C’est peut-être consolant de voir que le cléricalisme n’est pas d’aujourd’hui ou du XIXème siècle, qu’il existe depuis les origines comme une véritable maladie chronique. Aujourd’hui encore existe la possibilité, quand on a une certaine situation de responsabilité d’annoncer le message et la parole de Dieu, clercs ou fidèles baptisés, de nous approprier ces paroles et de dire qu’elles nous donnent une supériorité, un acquis de pouvoir et d’autorité sur les autres. C’est exactement ce que Matthieu dénonce à ce moment-là. Comment se fait-il que des grands titres ronflants, pourtant de plus en plus creux – révérend père, révérendissime père – aient fait un retour fracassant au fur et à mesure que l’Eglise s’éloignait de ses racines ? Comment se fait-il qu’à certains moments, la vie sacerdotale, la responsabilité du ministère presbytéral, de tous les ministères dans l’Eglise, puisse se parer d’une telle autorité que l’on se demande si c’est Dieu ou si c’est l’homme qui parle ? C’est tout de même étonnant, et ce n’est pas uniquement dans le monde des clercs que cela se produit, même si c’est sans doute le terrain le plus glissant en ce domaine, c’est parfois aussi de notre propre côté à nous, car quiconque est baptisé est porteur de cette parole de Dieu, chacun d’entre nous est un interprète de la parole de Dieu. C’est vrai, mais quelle autorité cela nous donne-t-il sur les autres ? Aucune, car le fait d’être chargé de la parole de Dieu, ce fardeau que les pharisiens mettent si volontiers sur les épaules des autres sans s’en charger eux-mêmes, le fait d’être ainsi chargé de la parole de Dieu doit éveiller en nous le souci de présenter cette parole non pas comme notre parole, nos convictions ou même notre foi, mais comme une parole qui est apportée à un frère, à cause de la nécessite de lui apporter la liberté. Si nous apportons la parole de Dieu comme un fardeau pour les autres, ce n’est pas si étonnant finalement qu’ils aient envie de la rejeter. Mais si nous apportons cette parole que nous avons reçue nous-mêmes, non pas comme notre parole, une parole d’hommes, comme disait saint Paul dans l’épître aux Thessaloniciens, mais comme une parole de liberté, qui libère le cœur du frère qui en a besoin, qui a besoin de l’entendre, à ce moment-là les choses peuvent changer.

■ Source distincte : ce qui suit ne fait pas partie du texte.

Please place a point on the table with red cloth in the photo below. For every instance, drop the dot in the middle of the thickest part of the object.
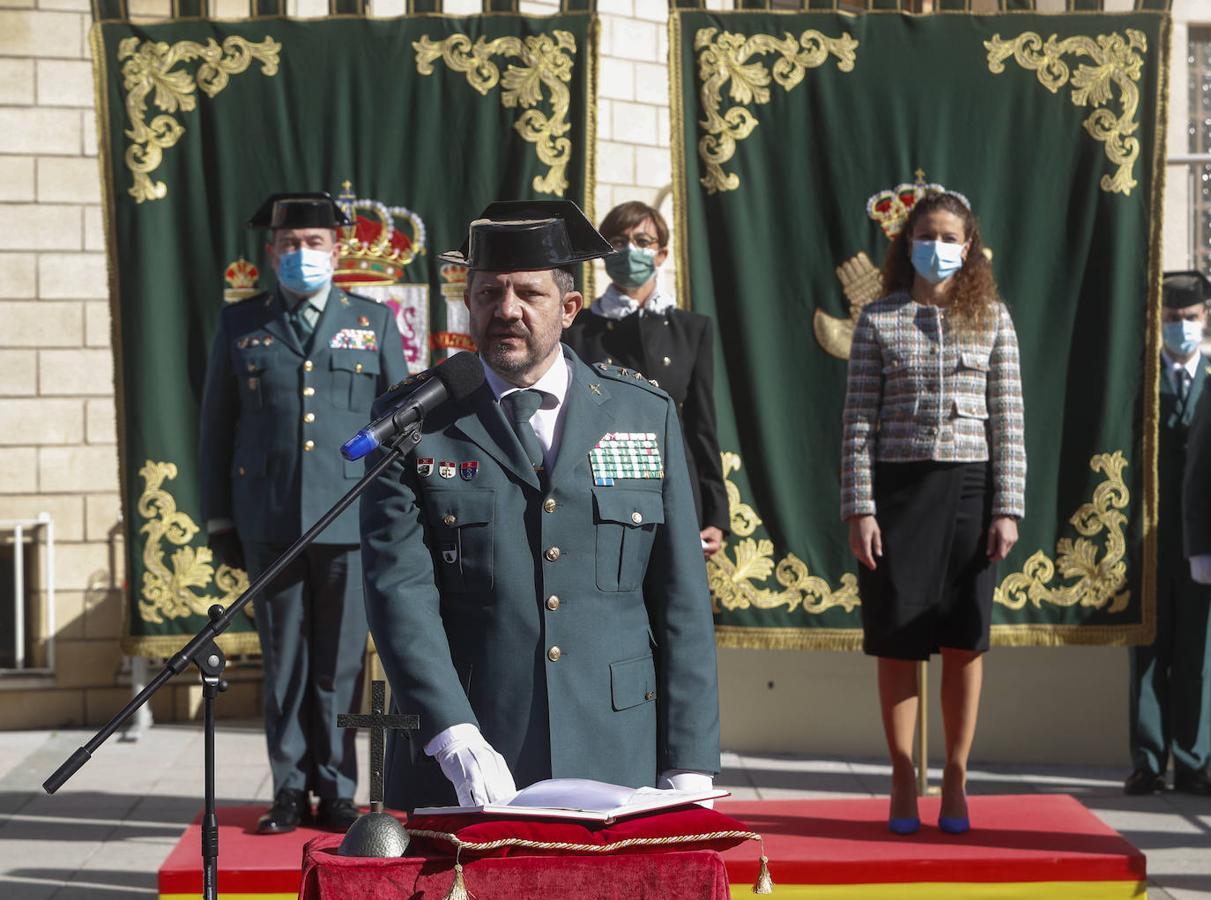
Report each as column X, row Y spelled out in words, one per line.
column 689, row 873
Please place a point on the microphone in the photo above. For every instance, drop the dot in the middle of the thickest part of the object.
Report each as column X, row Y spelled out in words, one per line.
column 455, row 379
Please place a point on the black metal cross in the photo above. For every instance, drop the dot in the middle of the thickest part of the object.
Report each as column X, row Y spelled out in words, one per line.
column 378, row 723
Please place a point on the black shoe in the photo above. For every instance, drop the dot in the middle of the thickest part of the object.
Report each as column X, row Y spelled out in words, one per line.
column 291, row 807
column 1143, row 781
column 1192, row 781
column 337, row 814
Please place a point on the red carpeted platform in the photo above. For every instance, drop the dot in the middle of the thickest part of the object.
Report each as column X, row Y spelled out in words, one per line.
column 1027, row 846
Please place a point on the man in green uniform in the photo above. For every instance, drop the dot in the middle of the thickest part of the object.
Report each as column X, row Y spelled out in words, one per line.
column 1170, row 680
column 292, row 373
column 533, row 569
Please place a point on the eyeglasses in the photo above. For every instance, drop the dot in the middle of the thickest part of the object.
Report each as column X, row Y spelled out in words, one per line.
column 641, row 240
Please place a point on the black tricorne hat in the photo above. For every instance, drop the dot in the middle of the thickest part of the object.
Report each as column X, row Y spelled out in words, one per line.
column 1184, row 288
column 315, row 210
column 528, row 235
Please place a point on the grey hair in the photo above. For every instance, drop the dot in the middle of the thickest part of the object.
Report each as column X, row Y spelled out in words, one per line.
column 563, row 280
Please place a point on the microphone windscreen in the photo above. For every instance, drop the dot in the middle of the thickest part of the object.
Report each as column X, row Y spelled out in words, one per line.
column 461, row 374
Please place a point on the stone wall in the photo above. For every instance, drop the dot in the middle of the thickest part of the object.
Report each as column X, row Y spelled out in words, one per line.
column 57, row 422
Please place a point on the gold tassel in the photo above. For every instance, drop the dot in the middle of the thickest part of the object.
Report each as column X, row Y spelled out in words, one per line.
column 764, row 883
column 458, row 889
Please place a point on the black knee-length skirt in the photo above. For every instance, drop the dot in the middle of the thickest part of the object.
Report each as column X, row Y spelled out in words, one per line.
column 933, row 585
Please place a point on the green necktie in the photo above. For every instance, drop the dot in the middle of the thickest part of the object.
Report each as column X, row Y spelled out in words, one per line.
column 300, row 324
column 520, row 406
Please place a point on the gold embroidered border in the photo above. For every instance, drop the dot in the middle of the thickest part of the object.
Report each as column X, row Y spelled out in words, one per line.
column 174, row 589
column 1118, row 62
column 733, row 582
column 1098, row 578
column 724, row 57
column 546, row 62
column 149, row 67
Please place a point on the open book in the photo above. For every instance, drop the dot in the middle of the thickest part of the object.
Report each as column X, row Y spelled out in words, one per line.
column 581, row 798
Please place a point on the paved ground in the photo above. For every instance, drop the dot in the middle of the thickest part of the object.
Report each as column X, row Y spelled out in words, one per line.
column 105, row 833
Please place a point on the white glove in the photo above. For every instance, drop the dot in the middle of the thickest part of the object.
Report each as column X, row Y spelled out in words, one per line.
column 687, row 780
column 478, row 773
column 1200, row 568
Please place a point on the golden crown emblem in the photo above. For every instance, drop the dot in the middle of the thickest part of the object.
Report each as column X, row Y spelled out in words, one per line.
column 890, row 207
column 241, row 277
column 373, row 250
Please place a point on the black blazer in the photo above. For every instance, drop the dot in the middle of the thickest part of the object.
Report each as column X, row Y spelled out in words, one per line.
column 677, row 350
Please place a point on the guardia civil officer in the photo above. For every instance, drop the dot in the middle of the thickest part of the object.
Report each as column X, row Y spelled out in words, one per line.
column 533, row 569
column 293, row 373
column 635, row 325
column 1170, row 680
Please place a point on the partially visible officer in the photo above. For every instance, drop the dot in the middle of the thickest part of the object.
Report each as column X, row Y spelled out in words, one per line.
column 633, row 325
column 1170, row 680
column 533, row 569
column 292, row 374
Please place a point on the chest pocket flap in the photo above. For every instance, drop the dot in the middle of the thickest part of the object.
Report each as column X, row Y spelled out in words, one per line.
column 974, row 360
column 454, row 509
column 463, row 538
column 632, row 508
column 356, row 361
column 626, row 528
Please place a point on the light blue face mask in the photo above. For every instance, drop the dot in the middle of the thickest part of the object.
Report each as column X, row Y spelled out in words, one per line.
column 304, row 271
column 631, row 267
column 1182, row 338
column 936, row 261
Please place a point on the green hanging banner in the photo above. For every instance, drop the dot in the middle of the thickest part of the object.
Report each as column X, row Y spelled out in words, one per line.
column 801, row 141
column 414, row 124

Frères et sœurs, l’intérêt de ce petit passage de l’évangile de saint Matthieu est de nous montrer que ce n’est pas simplement un passage de polémique anti-juive. Cela devrait réveiller en nous une prudence et une réserve dans la manière dont nous "manipulons" la parole de Dieu. Si l’évangile est pour nous un moyen de nous conforter dans une autorité imaginaire parce que nous aurions le savoir, alors ce n’est peut-être pas la meilleure façon de l’annoncer. Au contraire, l’évangile nous est confié parce que nous avons à le porter à nos frères dans une attitude de service, car nous sommes les serviteurs de cette parole, avant que les autres la reçoivent. Nous devons nous présenter comme les serviteurs de la parole de Dieu, non comme des maîtres ni comme ceux qui s’enrichissent ou se parent de l’autorité de cette parole pour eux-mêmes. Si nous la portons comme un moyen de liberté et de découverte de ce que Dieu nous propose et ce qu’Il attend de nous, alors peut-être approcherons-nous de la vérité de notre être de chrétien. Nous sommes les serviteurs de la parole, mais nous n’en sommes pas les maîtres.